With 72kW of power and advanced iterative reconstruction, the scanner can acquire low-noise images in seconds or minutes (as fast as one-third of a second in volume mode). The machine also has a nominal voxel size down to 1/3mm. The 72cm bore and 300kg weight limit can accommodate dynamic, large-scale experiments in a laboratory setting to identify materials (primarily liquid) via density analysis. Additionally, we can create comprehensive 3D reconstructions and animations of dynamic objects.

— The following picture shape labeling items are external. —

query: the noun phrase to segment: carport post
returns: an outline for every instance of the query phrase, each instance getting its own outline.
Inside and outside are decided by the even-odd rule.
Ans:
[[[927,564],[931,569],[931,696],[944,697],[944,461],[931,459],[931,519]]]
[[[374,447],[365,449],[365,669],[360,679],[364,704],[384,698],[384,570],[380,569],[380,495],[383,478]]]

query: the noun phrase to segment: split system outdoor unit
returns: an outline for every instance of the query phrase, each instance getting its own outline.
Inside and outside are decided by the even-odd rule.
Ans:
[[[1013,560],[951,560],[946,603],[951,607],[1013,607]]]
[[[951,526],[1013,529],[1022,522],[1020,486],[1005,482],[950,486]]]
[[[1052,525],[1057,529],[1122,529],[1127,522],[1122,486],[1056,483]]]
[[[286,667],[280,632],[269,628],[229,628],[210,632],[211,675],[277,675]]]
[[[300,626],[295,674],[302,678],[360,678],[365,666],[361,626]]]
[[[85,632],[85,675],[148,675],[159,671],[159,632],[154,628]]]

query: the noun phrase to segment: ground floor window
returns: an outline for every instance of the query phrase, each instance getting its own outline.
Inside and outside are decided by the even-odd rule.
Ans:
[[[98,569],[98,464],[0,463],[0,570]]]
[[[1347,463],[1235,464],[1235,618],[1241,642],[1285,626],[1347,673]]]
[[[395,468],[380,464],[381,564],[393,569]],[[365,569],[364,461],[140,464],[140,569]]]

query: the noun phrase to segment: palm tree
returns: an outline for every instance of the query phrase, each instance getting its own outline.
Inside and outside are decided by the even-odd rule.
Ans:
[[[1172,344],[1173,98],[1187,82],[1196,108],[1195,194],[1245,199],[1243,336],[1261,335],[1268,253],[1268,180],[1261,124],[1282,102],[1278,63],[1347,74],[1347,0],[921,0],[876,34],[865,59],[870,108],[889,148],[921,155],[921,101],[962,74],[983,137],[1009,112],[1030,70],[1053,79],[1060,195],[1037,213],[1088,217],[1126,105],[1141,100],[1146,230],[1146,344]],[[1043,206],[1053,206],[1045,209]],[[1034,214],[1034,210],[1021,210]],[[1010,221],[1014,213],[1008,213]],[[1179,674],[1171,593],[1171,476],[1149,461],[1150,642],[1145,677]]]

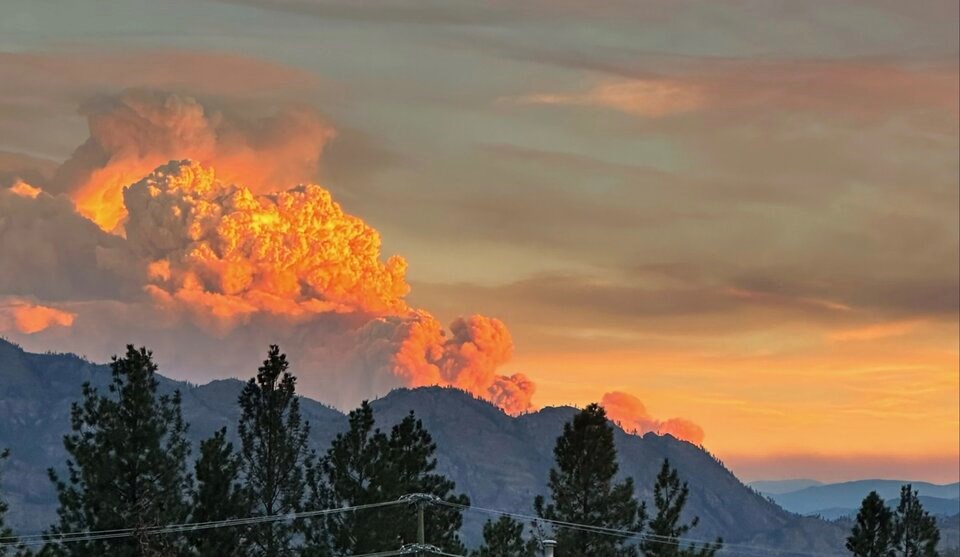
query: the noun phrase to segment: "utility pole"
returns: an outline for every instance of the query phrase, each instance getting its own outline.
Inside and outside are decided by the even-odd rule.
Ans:
[[[401,551],[406,550],[404,553],[415,552],[417,557],[427,557],[428,554],[439,553],[439,549],[427,544],[423,514],[427,503],[434,504],[440,501],[440,498],[429,493],[411,493],[410,495],[404,495],[400,500],[417,506],[417,543],[405,545],[401,548]]]
[[[426,500],[425,500],[425,499],[422,499],[422,498],[421,498],[421,499],[418,499],[418,500],[417,500],[417,543],[420,544],[420,545],[424,545],[424,544],[426,543],[426,541],[424,541],[424,538],[426,537],[426,533],[425,533],[424,527],[423,527],[423,507],[424,507],[424,505],[426,505]],[[423,551],[418,552],[418,553],[417,553],[417,557],[424,557]]]

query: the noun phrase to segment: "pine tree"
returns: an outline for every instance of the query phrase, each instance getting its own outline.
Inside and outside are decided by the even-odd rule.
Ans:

The CT scanner has been used for a variety of applications, ranging from straightforward imaging of core samples (rock samples extracted from oil wells) to more intricate transient imaging involving the settling of solids in tailing pond samples. More novel applications include the imaging of prehistoric dinosaur fossils and hockey equipment.

Our CT imaging technology provides a very consistent, non-intrusive, and safe method of viewing the internals of the scanned samples. While a lot of information can be discovered about the sample from other tests, obtaining images of the internal characteristics of samples are often key to obtaining a comprehensive understanding.